A delegation from Chad was visiting Israel and ascended to the Temple Mount to pray in the al-Aqsa Mosque. Despite being Muslims, the delegation was criticized by the Palestinians and threatened by Hamas.
A diplomatic delegation from the African country of Chad that included its president, Mahamat Deby, arrived in Israel earlier this week to officially open the African nation’s embassy on Thursday.
After meeting with Israeli Prime Minister Netanyahu on Wednesday, Deby reportedly visited the Western Wall in the evening.
Deby, a Muslim, ascended to the Temple Mount and entered the Aqsa Mosque while accompanied by Israeli police.
In response, Palestinian media criticized the visit. Hamas spokesman Mohammed Hamada described the move as a “great provocation” and a symbol of “the denial of Palestinian people’s rights and the feelings of the families of the martyrs and prisoners”.
Hamada also criticized Deby’s decision to inaugurate Chad’s embassy in Tel Aviv.
Tom Nisani, CEO of Beyadenu, a Temple Mount activist organization, responded to the incident.
“As expected, this provoked the anger of the Jordanians who called the visit of the President of Chad to the Temple Mount an ‘assault on the mosque,” Nisani said in a statement. “This reaction came despite the president being a Muslim. The Waqf claimed that the visit of President Mahmoud Debi to the Temple Mount without their prior knowledge is an ‘official recognition of the sovereignty of the occupation on the Temple Mount’.”
“The Temple Mount is not ‘occupied’,” Nisani added. “Like the IDF Paratroopers declared in 1967, ‘The Temple Mount is in our hands’.”
“It is a great pity that the President of Chad was not accompanied by an official representative of Israel,” Nisanio said. “All honor and respect to the President of Chad!”
The incident stands in contrast to several recent visits to the site by foreign diplomats who coordinated with the Waqf but neglected to coordinate in advance with the Israeli authorities. Last month, approximately 30 diplomats from EU countries, Australia, and Argentina visited the Temple Mount.

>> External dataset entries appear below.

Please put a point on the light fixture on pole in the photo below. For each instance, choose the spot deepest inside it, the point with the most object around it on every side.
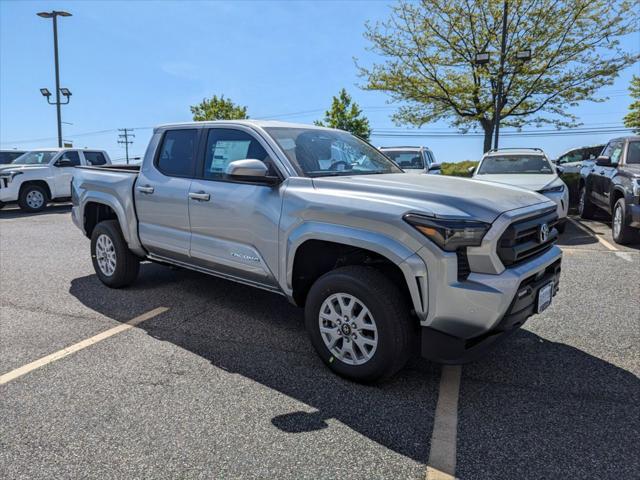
(45, 92)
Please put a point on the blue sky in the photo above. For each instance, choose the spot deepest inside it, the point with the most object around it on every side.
(138, 64)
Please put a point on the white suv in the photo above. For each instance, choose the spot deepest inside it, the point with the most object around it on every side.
(527, 168)
(41, 176)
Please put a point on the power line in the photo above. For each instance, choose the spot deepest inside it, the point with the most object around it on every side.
(124, 140)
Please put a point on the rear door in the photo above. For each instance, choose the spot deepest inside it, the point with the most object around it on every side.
(161, 194)
(63, 175)
(234, 224)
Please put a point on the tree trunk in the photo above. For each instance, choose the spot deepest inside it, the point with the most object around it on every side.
(488, 128)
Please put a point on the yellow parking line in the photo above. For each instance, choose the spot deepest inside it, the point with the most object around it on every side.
(592, 233)
(442, 457)
(18, 372)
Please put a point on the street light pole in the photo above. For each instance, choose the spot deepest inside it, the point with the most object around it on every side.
(54, 16)
(499, 100)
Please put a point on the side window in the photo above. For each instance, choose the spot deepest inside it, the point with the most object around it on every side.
(616, 152)
(177, 156)
(71, 156)
(225, 146)
(95, 158)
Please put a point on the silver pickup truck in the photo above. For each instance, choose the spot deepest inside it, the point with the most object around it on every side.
(383, 262)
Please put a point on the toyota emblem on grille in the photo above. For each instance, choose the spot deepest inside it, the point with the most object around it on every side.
(543, 233)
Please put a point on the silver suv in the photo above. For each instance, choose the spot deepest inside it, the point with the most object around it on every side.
(380, 260)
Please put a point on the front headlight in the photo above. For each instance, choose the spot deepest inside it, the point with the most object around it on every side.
(554, 189)
(449, 234)
(10, 175)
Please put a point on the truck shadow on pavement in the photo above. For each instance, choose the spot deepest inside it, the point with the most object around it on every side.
(528, 393)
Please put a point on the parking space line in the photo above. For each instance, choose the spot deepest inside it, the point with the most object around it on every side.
(18, 372)
(593, 234)
(442, 457)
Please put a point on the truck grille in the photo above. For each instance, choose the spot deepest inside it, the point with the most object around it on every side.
(524, 239)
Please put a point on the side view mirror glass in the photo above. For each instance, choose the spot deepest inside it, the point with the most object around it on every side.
(249, 169)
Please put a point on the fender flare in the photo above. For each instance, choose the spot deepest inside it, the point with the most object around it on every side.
(411, 265)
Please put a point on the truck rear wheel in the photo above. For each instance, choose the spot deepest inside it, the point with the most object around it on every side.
(112, 260)
(33, 198)
(359, 323)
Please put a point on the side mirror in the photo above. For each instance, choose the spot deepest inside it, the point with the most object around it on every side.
(64, 162)
(249, 169)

After the visit, the UK Consulate in Jerusalem tweeted: “We joined like-minded diplomats at #AlAqsa Mosque to demonstrate support for Jordanian Custodianship of Christian and Muslim holy sites in #Jerusalem. We continue to promote historic Status Quo arrangements which permit all three Abrahamic faiths to worship in the Old City.”

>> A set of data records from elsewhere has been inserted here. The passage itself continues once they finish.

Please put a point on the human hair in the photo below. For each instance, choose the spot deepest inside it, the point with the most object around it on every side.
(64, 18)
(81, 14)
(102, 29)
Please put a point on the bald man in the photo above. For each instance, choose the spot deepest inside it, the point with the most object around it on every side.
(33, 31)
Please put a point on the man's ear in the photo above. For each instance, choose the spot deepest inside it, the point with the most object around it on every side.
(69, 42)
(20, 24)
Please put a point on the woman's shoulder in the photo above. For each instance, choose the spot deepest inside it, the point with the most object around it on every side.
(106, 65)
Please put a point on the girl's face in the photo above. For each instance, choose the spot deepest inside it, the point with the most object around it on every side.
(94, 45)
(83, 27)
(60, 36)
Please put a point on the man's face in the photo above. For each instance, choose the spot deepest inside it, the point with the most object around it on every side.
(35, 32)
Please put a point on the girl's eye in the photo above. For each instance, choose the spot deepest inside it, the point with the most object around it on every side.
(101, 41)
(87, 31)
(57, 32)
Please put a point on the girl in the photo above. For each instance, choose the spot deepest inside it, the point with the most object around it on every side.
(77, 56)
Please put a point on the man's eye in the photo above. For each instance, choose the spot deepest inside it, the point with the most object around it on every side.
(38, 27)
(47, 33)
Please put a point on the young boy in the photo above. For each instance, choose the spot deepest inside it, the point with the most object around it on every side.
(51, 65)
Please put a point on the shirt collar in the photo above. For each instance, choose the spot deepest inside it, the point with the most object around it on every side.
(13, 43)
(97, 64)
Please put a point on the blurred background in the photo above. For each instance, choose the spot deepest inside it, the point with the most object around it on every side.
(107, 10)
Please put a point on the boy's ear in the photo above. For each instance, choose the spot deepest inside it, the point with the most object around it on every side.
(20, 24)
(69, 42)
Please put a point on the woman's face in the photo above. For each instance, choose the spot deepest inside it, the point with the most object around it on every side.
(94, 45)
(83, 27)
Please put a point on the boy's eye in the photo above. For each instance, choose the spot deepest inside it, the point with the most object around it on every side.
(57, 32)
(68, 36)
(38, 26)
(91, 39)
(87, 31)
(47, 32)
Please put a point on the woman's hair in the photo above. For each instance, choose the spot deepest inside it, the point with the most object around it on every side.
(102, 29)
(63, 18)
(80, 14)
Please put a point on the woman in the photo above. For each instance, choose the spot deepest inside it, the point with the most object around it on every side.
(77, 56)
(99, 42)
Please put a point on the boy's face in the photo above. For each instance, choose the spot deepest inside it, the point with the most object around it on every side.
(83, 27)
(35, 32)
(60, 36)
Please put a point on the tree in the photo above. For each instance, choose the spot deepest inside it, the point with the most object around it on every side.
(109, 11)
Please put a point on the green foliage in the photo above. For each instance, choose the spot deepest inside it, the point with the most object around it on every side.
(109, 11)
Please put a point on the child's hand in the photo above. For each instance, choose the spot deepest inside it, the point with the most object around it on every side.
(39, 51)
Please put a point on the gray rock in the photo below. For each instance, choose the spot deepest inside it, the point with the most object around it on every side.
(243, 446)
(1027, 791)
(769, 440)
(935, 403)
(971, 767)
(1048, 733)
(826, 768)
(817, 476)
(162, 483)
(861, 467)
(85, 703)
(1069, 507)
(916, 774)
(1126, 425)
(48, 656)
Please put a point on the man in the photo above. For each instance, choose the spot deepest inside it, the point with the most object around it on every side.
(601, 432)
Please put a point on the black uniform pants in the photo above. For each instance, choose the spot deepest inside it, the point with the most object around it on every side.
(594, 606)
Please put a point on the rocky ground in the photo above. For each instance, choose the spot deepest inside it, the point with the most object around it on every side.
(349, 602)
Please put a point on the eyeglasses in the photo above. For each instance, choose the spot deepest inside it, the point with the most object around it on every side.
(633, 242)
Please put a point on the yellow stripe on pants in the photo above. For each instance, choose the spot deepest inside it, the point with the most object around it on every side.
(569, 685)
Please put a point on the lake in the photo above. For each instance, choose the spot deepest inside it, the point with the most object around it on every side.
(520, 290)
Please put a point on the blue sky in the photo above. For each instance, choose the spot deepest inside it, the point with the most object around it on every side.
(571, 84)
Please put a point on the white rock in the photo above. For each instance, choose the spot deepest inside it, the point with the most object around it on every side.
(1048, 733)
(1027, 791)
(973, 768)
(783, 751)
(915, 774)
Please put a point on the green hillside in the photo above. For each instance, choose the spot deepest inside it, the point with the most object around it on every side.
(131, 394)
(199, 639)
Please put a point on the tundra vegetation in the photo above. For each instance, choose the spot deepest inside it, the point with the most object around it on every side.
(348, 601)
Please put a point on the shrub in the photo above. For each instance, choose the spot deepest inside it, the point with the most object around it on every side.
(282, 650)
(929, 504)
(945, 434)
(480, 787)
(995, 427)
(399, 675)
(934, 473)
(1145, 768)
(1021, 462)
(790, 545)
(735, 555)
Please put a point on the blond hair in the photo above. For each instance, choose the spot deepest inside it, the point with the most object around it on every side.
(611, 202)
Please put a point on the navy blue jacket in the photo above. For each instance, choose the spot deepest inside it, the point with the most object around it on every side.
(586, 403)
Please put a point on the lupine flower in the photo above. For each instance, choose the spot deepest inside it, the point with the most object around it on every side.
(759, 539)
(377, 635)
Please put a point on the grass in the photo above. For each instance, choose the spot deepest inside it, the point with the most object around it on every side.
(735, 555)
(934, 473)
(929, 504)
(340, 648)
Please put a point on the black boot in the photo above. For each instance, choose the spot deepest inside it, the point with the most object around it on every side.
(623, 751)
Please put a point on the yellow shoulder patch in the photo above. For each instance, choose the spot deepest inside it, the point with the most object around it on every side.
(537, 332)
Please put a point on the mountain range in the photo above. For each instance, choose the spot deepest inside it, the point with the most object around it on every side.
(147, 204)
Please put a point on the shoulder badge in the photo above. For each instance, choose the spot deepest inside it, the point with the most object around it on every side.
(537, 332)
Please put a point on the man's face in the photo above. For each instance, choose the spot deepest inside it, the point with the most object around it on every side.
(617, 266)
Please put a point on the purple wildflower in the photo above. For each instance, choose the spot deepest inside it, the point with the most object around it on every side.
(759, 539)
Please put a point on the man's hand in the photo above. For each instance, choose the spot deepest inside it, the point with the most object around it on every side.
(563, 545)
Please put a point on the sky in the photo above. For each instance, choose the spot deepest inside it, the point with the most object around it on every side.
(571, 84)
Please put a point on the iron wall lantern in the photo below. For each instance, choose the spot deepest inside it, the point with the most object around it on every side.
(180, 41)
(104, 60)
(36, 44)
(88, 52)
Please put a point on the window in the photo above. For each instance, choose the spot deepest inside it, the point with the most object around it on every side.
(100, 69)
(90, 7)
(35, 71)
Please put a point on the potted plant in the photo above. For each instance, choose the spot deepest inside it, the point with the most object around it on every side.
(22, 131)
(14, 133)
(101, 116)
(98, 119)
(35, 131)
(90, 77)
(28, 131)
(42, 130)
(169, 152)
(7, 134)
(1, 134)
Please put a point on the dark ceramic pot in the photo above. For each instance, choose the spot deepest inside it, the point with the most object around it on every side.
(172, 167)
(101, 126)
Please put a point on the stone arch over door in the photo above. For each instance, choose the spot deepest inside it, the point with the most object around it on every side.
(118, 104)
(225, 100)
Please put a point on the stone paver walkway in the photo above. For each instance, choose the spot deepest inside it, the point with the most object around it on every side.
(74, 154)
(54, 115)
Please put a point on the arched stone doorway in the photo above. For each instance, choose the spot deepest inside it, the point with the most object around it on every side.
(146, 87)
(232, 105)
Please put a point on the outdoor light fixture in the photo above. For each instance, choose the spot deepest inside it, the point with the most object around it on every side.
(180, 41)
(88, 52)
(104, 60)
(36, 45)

Also last month, Lord Tariq Ahmad, the Minister of Middle East Affairs at the British Foreign Ministry, prayed at the Aqsa Mosque, without coordinating with the Israeli government. He did coordinate with the Waqf. After the visit, he made public statements declaring support for the “Jordanian custodianship.” In meetings with Palestinian officials, he decried Israel’s “occupation” of “Palestine”.
Chad, a Muslim-majority country with a large Arab population, originally established diplomatic ties with Israeli in 1961 but later severed them, along with many other African states, in 1972.
An Israeli ambassador, the first in almost 50 years, arrived in the capital N’Djamena in May last year.